Colonos e indígenas: a história por trás dos primeiros assassinatos documentados em Brusque

Disputa teve seu primeiro registro no ano de 1863

Colonos e indígenas: a história por trás dos primeiros assassinatos documentados em Brusque

Disputa teve seu primeiro registro no ano de 1863

Quando os primeiros colonos imigrantes chegaram a Brusque no ano de 1860, parte da terra já era povoada pelos indígenas da tribo Xokleng, conhecidos à época como botocudos ou bugres. Descritos como “malfeitores” pela maioria dos colonos, os indígenas já disputavam, antes da chegada dos imigrantes, porções de terras com outras duas tribos: os Guaranis e os Kaingangs.

 

Como era esperado, muitos confrontos entre colonizadores e indígenas foram registrados e envolveram roubos e mortes, inclusive chacinas. Entre os historiadores locais, acredita-se que os embates resultaram nos primeiros assassinatos que se tem registro no território do município. Os indígenas eram vistos, à época, como um prejuízo da civilização.

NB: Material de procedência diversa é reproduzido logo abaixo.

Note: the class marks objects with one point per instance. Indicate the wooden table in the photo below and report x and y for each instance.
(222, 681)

Para tentar obter algum controle da situação, em 1836 (antes de Brusque ser fundada), foi criada a Companhia de Pedestres, uma guarda armada que tinha como objetivo proteger e defender os colonos dos nativos. O movimento, embora ainda não tão grande, era um sinal do que viria pela frente.

Problema de vizinho

Relatos de problemas com os “botocudos” ecoavam de Blumenau quando Brusque estava para ser colonizada. Visando se proteger de possíveis ataques, o fundador e primeiro diretor da então Colônia Itajahy, Maximilian von Schneeburg, solicitou 10 soldados (já tinha cerca de 15 ou 16) para proteger as terras. Os homens foram divididos em pontos estratégicos do mapa da região, porém, sofriam com a falta de armamento adequado. Pedidos de novas armas eram feitos com frequência pelos imigrantes ao governo.

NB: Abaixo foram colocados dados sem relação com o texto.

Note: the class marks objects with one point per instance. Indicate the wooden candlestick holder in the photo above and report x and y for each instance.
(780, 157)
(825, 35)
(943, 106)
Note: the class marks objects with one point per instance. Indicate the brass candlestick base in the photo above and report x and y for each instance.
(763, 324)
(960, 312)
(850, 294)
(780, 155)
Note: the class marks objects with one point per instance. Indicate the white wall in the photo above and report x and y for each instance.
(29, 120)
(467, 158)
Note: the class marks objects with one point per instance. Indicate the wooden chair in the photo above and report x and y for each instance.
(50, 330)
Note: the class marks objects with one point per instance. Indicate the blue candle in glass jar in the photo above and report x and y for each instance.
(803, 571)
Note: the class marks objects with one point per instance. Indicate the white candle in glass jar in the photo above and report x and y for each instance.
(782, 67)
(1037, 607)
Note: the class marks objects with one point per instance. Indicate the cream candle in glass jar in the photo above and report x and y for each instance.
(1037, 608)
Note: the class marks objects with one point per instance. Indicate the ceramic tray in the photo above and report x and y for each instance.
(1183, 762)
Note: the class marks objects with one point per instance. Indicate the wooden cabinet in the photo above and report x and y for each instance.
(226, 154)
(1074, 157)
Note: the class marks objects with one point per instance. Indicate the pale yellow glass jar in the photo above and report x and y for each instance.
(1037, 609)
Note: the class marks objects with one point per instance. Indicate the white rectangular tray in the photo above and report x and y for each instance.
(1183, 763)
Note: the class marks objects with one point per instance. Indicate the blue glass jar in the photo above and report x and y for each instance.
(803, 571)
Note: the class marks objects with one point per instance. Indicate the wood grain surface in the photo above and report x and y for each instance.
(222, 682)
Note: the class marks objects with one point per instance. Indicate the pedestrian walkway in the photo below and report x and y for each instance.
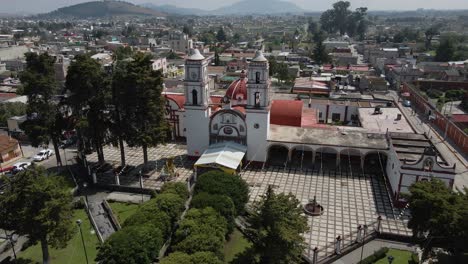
(422, 126)
(368, 249)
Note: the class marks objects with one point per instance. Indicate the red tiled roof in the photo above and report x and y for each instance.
(460, 118)
(238, 89)
(7, 143)
(179, 99)
(344, 68)
(286, 112)
(216, 99)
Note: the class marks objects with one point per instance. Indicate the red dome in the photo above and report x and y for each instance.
(237, 91)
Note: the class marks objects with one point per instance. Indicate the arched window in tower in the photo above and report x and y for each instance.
(257, 99)
(194, 97)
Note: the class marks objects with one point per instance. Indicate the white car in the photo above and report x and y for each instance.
(43, 155)
(20, 166)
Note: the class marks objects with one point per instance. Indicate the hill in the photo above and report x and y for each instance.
(175, 10)
(103, 9)
(263, 7)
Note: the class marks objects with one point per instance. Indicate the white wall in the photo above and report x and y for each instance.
(197, 130)
(257, 137)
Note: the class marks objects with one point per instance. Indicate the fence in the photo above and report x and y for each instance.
(452, 131)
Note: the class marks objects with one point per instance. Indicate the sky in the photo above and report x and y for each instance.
(41, 6)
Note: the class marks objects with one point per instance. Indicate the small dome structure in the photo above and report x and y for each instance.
(195, 55)
(259, 57)
(237, 91)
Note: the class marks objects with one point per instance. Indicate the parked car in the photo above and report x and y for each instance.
(407, 103)
(67, 143)
(43, 155)
(20, 166)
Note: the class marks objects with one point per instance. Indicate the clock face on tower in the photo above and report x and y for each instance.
(193, 75)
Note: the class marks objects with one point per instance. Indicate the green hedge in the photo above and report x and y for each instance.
(233, 186)
(379, 254)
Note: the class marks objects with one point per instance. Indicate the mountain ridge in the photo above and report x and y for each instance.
(103, 9)
(243, 7)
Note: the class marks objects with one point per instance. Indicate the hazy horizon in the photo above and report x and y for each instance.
(42, 6)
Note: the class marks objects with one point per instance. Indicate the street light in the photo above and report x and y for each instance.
(78, 222)
(12, 241)
(363, 241)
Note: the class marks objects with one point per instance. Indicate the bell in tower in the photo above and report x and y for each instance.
(258, 82)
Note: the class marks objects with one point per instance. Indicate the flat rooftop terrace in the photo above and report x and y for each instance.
(387, 120)
(327, 137)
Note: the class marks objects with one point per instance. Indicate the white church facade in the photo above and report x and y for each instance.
(248, 126)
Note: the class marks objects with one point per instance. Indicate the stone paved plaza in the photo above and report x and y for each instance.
(349, 199)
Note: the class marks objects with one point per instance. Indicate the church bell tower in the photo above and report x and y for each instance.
(197, 99)
(258, 108)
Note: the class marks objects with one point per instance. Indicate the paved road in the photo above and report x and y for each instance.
(445, 147)
(370, 248)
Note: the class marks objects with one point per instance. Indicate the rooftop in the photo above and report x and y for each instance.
(387, 120)
(327, 137)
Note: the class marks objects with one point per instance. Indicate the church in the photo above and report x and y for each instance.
(248, 126)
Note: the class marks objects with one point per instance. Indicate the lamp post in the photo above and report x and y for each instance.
(78, 222)
(12, 242)
(363, 241)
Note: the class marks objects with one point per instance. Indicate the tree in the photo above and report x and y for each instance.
(143, 108)
(341, 19)
(159, 220)
(430, 33)
(221, 203)
(201, 230)
(327, 21)
(216, 59)
(221, 35)
(197, 258)
(188, 29)
(341, 12)
(320, 54)
(233, 186)
(169, 203)
(276, 227)
(312, 27)
(90, 95)
(438, 212)
(44, 121)
(8, 110)
(39, 206)
(122, 53)
(446, 51)
(131, 245)
(178, 188)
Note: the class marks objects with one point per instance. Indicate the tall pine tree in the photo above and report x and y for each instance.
(44, 120)
(90, 96)
(142, 104)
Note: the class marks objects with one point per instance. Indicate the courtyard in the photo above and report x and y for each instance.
(351, 196)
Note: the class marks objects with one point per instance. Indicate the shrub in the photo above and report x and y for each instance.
(434, 93)
(221, 203)
(201, 230)
(178, 188)
(169, 203)
(414, 258)
(136, 244)
(217, 182)
(455, 94)
(159, 220)
(379, 254)
(197, 258)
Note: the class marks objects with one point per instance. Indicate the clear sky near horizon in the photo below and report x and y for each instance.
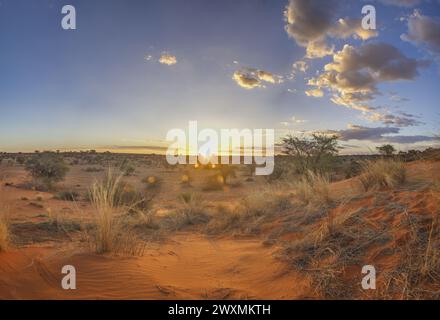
(132, 70)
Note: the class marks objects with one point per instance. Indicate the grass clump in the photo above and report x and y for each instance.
(110, 236)
(383, 173)
(67, 196)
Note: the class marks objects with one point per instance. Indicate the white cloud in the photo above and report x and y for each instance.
(250, 78)
(424, 31)
(311, 22)
(167, 59)
(354, 74)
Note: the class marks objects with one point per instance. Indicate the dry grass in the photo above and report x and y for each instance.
(383, 173)
(313, 189)
(329, 248)
(110, 236)
(417, 276)
(190, 212)
(250, 214)
(4, 233)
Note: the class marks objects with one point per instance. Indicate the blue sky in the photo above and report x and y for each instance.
(102, 85)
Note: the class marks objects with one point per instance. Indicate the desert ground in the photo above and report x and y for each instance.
(190, 232)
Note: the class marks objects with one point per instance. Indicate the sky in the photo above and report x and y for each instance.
(132, 70)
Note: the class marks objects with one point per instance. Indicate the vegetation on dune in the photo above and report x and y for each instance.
(107, 198)
(382, 173)
(314, 153)
(386, 150)
(313, 189)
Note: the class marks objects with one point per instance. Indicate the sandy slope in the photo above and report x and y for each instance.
(191, 266)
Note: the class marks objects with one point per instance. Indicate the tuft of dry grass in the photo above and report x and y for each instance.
(313, 189)
(383, 173)
(4, 233)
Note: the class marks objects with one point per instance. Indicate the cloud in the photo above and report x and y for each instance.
(424, 31)
(167, 59)
(250, 78)
(293, 121)
(354, 74)
(377, 134)
(317, 93)
(311, 22)
(401, 3)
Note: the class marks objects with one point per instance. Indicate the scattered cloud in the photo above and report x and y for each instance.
(354, 74)
(250, 78)
(292, 121)
(401, 3)
(168, 59)
(424, 31)
(311, 22)
(378, 134)
(317, 93)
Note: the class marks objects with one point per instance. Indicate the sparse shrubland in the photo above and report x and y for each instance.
(47, 169)
(191, 211)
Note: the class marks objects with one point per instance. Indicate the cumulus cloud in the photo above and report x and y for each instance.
(401, 3)
(378, 134)
(168, 59)
(292, 121)
(250, 78)
(317, 93)
(311, 22)
(424, 31)
(354, 74)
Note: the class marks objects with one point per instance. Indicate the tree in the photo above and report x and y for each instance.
(386, 150)
(47, 168)
(311, 152)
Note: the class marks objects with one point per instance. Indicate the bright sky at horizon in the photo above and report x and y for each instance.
(132, 70)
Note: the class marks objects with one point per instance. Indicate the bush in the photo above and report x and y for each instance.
(382, 173)
(314, 153)
(48, 169)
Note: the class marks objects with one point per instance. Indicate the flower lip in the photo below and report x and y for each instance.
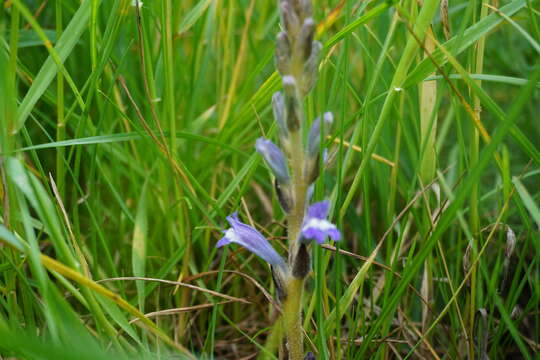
(251, 239)
(316, 226)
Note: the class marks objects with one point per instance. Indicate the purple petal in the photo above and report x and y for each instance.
(223, 241)
(314, 233)
(252, 240)
(319, 210)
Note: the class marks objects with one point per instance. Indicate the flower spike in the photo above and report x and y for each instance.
(251, 239)
(316, 226)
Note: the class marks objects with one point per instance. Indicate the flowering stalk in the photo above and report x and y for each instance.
(295, 167)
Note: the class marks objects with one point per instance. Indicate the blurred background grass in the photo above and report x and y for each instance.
(127, 137)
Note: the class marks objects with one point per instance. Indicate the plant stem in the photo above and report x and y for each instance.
(292, 307)
(292, 318)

Porém, após três anos de colônia, nenhum conflito foi registrado, com isso, o governo solicitou o retorno dos soldados. Segundo o padre e escritor Dorvalino Eloy Koch (falecido em 2010), o primeiro ataque aconteceu mais de dois meses após a saída dos soldados.

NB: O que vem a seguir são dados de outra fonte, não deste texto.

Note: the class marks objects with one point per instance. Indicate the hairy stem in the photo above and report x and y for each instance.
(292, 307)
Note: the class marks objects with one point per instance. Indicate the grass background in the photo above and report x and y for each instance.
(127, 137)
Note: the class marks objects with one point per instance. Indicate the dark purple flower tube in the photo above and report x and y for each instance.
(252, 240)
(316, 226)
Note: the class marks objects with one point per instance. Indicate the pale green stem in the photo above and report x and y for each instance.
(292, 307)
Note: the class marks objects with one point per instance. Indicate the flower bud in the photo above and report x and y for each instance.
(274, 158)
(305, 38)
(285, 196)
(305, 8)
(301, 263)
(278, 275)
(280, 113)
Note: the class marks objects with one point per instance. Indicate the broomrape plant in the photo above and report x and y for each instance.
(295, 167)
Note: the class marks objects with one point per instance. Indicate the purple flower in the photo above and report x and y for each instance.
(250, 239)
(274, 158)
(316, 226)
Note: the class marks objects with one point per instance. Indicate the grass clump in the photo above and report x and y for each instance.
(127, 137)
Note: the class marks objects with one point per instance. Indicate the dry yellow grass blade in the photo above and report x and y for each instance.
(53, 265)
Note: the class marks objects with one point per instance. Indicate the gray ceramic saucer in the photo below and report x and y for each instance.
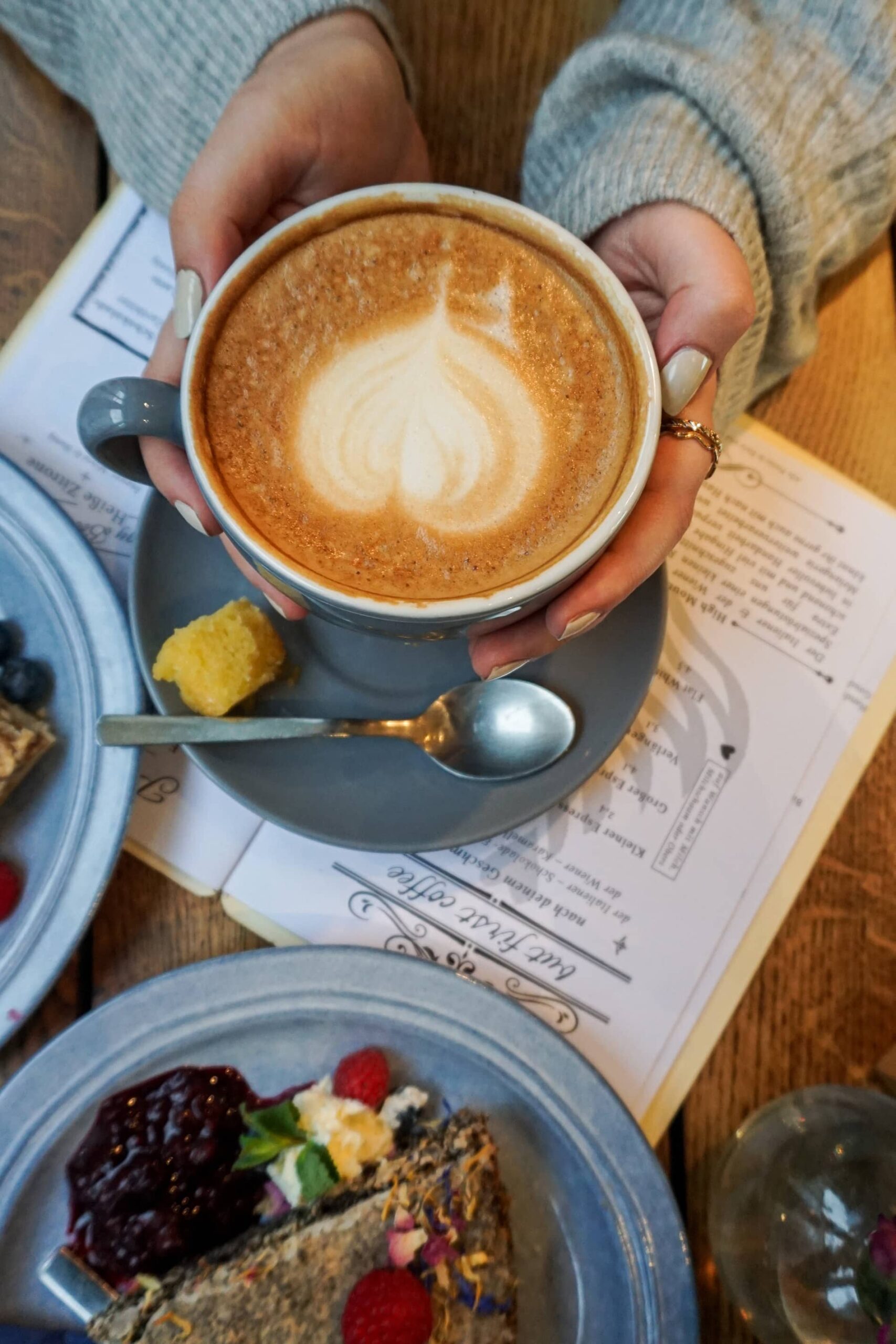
(65, 824)
(601, 1252)
(368, 793)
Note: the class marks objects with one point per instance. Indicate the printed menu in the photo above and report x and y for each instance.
(618, 915)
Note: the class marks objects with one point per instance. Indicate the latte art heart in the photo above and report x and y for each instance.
(430, 417)
(414, 405)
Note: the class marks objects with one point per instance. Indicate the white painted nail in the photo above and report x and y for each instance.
(505, 668)
(581, 624)
(188, 301)
(681, 377)
(191, 517)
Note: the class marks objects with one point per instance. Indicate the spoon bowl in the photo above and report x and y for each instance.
(481, 730)
(498, 730)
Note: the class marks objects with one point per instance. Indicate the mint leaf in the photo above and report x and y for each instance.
(256, 1151)
(276, 1121)
(316, 1171)
(270, 1131)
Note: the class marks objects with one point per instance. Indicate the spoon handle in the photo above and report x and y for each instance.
(139, 730)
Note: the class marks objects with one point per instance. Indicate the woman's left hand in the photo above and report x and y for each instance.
(691, 284)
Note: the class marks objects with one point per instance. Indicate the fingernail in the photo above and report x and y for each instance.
(188, 301)
(505, 668)
(191, 517)
(581, 624)
(681, 377)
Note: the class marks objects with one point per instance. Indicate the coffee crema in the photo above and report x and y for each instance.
(416, 405)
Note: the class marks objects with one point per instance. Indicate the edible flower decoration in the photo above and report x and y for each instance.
(429, 1238)
(876, 1278)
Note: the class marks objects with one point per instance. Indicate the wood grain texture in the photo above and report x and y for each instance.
(823, 1004)
(148, 925)
(481, 66)
(49, 159)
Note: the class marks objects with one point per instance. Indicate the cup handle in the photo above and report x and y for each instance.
(116, 412)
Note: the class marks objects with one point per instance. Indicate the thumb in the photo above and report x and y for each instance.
(226, 201)
(708, 301)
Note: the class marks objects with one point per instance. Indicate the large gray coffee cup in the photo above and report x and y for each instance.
(116, 412)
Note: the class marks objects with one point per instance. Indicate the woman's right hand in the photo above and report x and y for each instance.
(324, 112)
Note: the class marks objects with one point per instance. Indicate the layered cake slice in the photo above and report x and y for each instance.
(23, 740)
(416, 1249)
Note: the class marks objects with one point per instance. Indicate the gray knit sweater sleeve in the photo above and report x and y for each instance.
(156, 75)
(777, 118)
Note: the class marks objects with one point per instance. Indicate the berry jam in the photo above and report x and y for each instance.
(152, 1183)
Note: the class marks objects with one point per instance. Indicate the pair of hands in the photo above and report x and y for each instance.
(324, 112)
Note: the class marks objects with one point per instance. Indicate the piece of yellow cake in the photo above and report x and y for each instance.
(219, 659)
(23, 741)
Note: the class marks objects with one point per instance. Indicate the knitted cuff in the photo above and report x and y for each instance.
(644, 147)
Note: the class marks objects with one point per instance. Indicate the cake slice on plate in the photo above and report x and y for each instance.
(417, 1249)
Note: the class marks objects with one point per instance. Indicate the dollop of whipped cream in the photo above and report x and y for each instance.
(431, 417)
(354, 1135)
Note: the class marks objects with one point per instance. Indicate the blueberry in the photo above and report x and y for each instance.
(25, 682)
(7, 640)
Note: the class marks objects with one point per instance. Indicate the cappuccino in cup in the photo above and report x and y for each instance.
(416, 405)
(417, 411)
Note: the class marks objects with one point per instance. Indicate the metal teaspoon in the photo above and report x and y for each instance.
(481, 730)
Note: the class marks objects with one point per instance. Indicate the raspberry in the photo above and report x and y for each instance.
(387, 1307)
(10, 890)
(364, 1077)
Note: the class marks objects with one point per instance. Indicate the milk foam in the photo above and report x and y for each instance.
(430, 417)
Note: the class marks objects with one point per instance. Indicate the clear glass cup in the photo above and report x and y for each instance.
(794, 1198)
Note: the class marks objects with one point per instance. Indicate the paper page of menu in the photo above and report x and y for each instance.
(855, 702)
(606, 913)
(100, 318)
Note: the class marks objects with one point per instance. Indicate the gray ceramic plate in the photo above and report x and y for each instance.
(368, 793)
(601, 1252)
(65, 824)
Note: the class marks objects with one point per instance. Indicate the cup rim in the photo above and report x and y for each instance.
(476, 606)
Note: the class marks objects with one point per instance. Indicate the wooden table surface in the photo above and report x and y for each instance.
(823, 1006)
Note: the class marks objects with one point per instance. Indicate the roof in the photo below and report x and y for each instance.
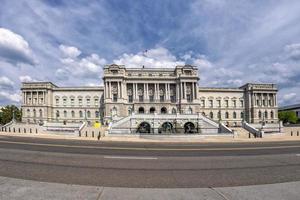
(290, 107)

De acordo com ele, no dia 13 de março de 1863, há quase exatos 160 anos, os “bugres” foram até uma serraria que pertencia a um colono chamado Francisco Salentim (Franz Sallenthien). O local ficava localizado onde hoje fica o bairro Águas Claras. No espaço haviam dois homens trabalhando e, a uns 300 passos dali, havia outros quatro que estavam concluindo uma cerca. Francisco não trabalhava mais no local. 

Ataque surpresa

De surpresa, mais de 30 indígenas saltaram do mato e, gritando, atiraram dezenas de flechas contra os trabalhadores. O alemão João Dieter morreu na hora com uma flechada no peito. Manoel Paranaguá, descrito como brasileiro (por não ter origem europeia), também morreu no confronto. Já o alemão Pedro Gorke começou a correr e atravessou um rio com uma flecha no peito.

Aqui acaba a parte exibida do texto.